東洋経済オンライン / 2024年5月31日 8時0分

これは悪用が確認された脆弱性のデータベースで、アメリカの連邦政府機関では2年前から、KEVで公開された脆弱性は緊急度に応じて2週間や1カ月以内など期間内に対処することを法律で義務付けています。

現在の対象は連邦政府機関ですが、民間もこれを活用すべきとの動きがあります。しかし、あくまでもアメリカ政府機関で想定される脆弱性しか掲載されないため、日本国内でしか使われていないソフトウェアの情報などは載りません。そのため、KEVの情報は実際に攻撃に使われる脆弱性よりもかなり少ないです。

CVSSでは数が多すぎるので、KEVの情報を参考にするというのは合理的な考え方でしょう。ただし、KEVでカバーされていない部分をどう判断するかは、企業や組織がそれぞれ取り組まなければなりません。

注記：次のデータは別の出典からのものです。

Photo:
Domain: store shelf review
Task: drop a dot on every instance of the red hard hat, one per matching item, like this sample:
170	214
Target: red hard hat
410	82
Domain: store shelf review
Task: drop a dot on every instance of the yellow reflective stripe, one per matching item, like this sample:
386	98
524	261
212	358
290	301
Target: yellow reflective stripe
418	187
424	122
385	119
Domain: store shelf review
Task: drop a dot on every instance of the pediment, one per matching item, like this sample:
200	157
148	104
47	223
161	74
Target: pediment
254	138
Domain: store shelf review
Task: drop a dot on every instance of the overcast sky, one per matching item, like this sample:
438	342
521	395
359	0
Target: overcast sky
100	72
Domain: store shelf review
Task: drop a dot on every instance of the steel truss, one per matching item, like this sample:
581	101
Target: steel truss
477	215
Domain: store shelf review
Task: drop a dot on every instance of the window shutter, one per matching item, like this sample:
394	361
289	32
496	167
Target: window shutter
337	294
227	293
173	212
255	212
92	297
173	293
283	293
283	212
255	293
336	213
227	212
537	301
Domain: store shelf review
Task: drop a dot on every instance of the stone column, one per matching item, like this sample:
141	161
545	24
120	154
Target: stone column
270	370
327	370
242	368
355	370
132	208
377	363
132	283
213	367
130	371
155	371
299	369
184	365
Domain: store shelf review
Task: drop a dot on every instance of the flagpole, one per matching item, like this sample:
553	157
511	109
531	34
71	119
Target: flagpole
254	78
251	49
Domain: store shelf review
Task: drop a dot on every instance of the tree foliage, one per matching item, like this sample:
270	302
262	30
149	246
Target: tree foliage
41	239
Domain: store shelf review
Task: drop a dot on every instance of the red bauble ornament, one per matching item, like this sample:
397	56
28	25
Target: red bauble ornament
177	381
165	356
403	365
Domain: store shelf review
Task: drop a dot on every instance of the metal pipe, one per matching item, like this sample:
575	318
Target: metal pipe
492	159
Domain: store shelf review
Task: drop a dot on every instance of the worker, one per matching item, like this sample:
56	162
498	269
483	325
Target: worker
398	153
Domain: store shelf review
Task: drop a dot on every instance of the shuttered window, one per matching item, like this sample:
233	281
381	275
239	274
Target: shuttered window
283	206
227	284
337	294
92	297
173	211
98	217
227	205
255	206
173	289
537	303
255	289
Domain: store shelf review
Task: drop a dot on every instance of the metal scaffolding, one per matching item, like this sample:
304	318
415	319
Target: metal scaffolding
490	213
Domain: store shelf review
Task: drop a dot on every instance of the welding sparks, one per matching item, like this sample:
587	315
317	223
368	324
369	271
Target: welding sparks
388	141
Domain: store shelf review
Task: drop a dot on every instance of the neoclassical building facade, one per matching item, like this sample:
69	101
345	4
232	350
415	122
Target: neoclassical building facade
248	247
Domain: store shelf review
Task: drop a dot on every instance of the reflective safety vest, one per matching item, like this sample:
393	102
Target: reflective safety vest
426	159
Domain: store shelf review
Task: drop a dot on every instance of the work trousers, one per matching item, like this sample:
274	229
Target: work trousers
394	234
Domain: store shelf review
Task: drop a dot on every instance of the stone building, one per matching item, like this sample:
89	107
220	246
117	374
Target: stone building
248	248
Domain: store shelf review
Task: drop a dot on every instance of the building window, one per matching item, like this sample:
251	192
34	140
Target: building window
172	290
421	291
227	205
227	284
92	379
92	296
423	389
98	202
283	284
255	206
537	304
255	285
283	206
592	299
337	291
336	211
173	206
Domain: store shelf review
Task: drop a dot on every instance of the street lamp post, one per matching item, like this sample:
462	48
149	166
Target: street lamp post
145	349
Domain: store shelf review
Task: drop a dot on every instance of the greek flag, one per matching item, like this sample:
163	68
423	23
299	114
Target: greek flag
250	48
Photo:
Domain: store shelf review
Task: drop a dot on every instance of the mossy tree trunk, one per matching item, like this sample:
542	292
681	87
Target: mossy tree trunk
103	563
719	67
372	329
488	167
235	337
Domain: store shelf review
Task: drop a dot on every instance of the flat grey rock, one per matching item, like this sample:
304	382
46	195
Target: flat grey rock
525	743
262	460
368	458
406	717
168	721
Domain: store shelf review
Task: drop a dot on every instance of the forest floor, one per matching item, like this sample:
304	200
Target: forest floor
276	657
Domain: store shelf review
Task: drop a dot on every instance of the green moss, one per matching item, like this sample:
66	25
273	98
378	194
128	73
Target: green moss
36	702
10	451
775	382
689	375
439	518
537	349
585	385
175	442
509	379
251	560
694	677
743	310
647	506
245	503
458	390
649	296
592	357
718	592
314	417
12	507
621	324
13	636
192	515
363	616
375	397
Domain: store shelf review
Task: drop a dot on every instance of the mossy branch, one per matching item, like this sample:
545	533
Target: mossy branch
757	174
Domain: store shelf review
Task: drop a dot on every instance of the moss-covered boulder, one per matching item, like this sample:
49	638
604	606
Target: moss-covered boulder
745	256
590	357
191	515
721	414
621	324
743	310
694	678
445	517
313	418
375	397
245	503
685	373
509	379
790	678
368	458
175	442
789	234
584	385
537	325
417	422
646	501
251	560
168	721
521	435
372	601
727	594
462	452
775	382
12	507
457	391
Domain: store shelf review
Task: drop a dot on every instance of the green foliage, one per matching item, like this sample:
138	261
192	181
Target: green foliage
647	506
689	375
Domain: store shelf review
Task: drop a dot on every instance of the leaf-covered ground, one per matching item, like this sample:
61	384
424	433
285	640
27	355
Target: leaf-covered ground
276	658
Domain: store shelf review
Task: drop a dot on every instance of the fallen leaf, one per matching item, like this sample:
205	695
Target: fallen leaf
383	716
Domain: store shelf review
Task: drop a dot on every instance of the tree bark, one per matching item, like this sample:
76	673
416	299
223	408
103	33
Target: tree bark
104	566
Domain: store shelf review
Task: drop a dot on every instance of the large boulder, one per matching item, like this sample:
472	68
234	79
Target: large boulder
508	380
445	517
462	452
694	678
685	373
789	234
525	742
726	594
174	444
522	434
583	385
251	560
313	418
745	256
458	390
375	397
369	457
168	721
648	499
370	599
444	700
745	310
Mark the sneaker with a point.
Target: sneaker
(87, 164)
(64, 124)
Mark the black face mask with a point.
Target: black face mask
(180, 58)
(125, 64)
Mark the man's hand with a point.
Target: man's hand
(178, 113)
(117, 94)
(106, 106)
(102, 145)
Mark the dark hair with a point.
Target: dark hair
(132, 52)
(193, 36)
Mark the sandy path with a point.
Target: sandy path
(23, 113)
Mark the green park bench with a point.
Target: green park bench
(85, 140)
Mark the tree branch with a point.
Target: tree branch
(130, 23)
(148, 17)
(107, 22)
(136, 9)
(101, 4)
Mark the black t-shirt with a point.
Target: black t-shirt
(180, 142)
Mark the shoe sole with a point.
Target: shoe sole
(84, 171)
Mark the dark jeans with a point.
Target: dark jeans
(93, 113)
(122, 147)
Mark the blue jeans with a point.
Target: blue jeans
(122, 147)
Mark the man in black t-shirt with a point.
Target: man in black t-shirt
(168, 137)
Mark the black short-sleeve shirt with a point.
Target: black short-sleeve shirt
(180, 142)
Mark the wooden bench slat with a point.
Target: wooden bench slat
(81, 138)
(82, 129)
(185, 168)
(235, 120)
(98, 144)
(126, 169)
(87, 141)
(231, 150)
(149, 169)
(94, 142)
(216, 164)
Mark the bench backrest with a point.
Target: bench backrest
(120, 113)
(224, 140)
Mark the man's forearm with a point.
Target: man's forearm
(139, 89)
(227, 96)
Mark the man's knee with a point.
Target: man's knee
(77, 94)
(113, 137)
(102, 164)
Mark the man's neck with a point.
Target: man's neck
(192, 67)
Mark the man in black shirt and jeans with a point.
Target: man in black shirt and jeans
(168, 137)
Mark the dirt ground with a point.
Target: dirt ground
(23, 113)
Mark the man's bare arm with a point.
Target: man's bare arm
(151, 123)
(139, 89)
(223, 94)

日本にもKEVのように誰でも参照できるリストがあれば、脆弱性情報の認識も速くなるはずです。今のところ、日本政府なり周辺機関で動きはありませんが、民間組織がそれぞれデータベースを作るのは二度手間だし、拘束力もありません。国としてKEVを真似た仕組みができるといいなと考えています。

現状のサイバーセキュリティ情報にアンテナを張っておく

――トリアージを機能させインシデントを起こさないためのポイントはありますか。

多くの組織が、ベンダーやSI企業などに委託してITシステムの構築や運用を行っているでしょう。IIJもネットワークの設計や運用管理のサービスを提供していますが、ベンダーやSI企業は脆弱性情報をいち早く入手しているので、協力関係を作って支援を得るといいでしょう。

とはいえ、必ずしも依頼先が高度なセキュリティのノウハウを持っているとは限りません。パートナーの経験値を見極める必要もあるかもしれません。

海外のセキュリティ専門会社には、独自の知見で対処すべき脅威を分析し、情報を提供するサービスもあります。費用はかかりますが、こうした外部サービスをうまく利用するのも手です。またASMのサービスも、脆弱性の確認や把握をカバーします。経済産業省からもASMの導入ガイダンスが出ているので、脆弱性管理の選択肢の1つになるでしょう。

――脆弱性情報や社内の状況をつねにキャッチアップすることも大切ですね。

トリアージをしても、優先順位を誤って攻撃を受けてしまっては意味がありません。悪用されない脆弱性をいくら対策しても仕方ないので、組織の状況に合わせた指標や方法でトリアージをする必要があります。また状況の変化も速いので、一度トリアージして終わりにせず、最新のサイバーセキュリティ情報にはアンテナを張っておきましょう。

現状がわかっていれば、自社で対処できない場合にでも外部のサポートを受けるなどの選択肢を持つことができます。現場レベルだけでなく経営レベルで、サイバーセキュリティの現状を認識していることが理想です。